03 - O Leopardo
Apressei o passo, cheio de temor e ansiedade em direção ao chalé que se situava muito mais distante do que eu havia imaginado à primeira vista.
Para que o leitor compreenda melhor o que passou a seguir, primeiro é necessário que entenda que, à parte do caminho plano e da grama verde que se seguia entre mim e meu objetivo, havia de um lado uma carregada selva, que antes ladeava o lago, mas que agora se adensava de forma profusa à paisagem. Já do outro lado, podia-se ver, pelo pouco que o nascer do sol iluminava, um imenso vale, e uma desmesurada parcela de escuridão palpável em seu interior.
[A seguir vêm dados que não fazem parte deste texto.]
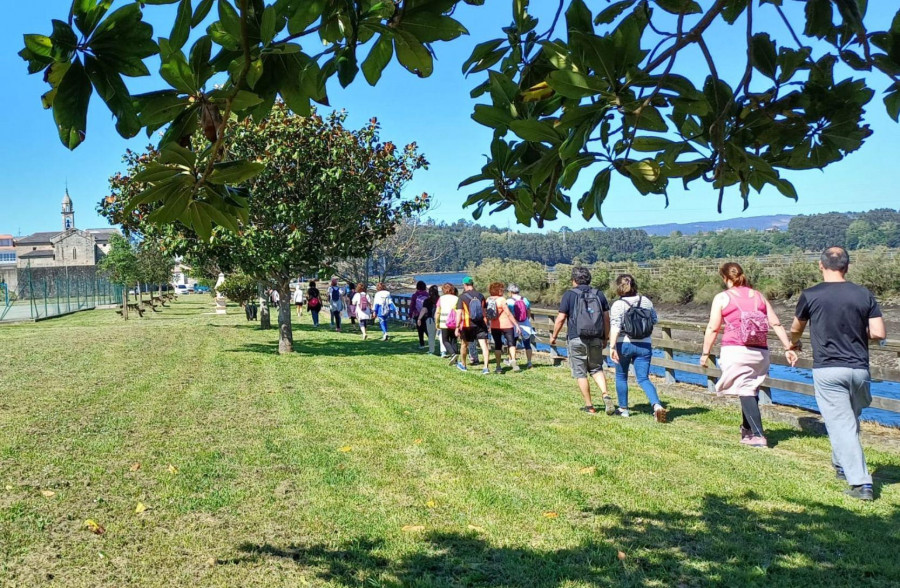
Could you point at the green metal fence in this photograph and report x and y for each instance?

Eis que quando estava prestes a alcançar meu objetivo, sai do meio da selva um leopardo pálido, com ares de insegurança, porém ágil e vigoroso. Pôs-se em meu caminho no mesmo instante, bloqueando minha passagem.
Contudo, não me atacou.
Pude perceber que possuía certa inteligência. Um senso de direção e um faro aguçado. Em momento algum chegou a me dar medo de todo, tampouco me deixei levar pela impressão de que era realmente manso. Sua presença ali, resultou para mim em um quebra-cabeças inteligível. Cada vez que eu tentava ultrapassá-lo, sua agilidade dava conta de tontear-me. Colocou-se em meu caminho estrategicamente de forma a não me dar alternativa de retorno, ao mesmo tempo em que ia me empurrando, vagarosamente, em direção ao vale. Em diversas ocasiões me sobreveio a nitidez de sua inexperiência. Várias chances tive de lograr vitória sobre ele, não fosse o peso do cansaço, da idade que me vinha encima, ou a falta daquela juventude arrogante que ele gritava aos quatro ventos.
Tanto e tão longe foi nossa luta, que de pouco em pouco meu fracasso foi ficando evidente, à medida em que era empurrado impiedosamente para longe daquilo que eu mais almejava, até que me vi caindo ladeira abaixo nas trevas que o vale escondia.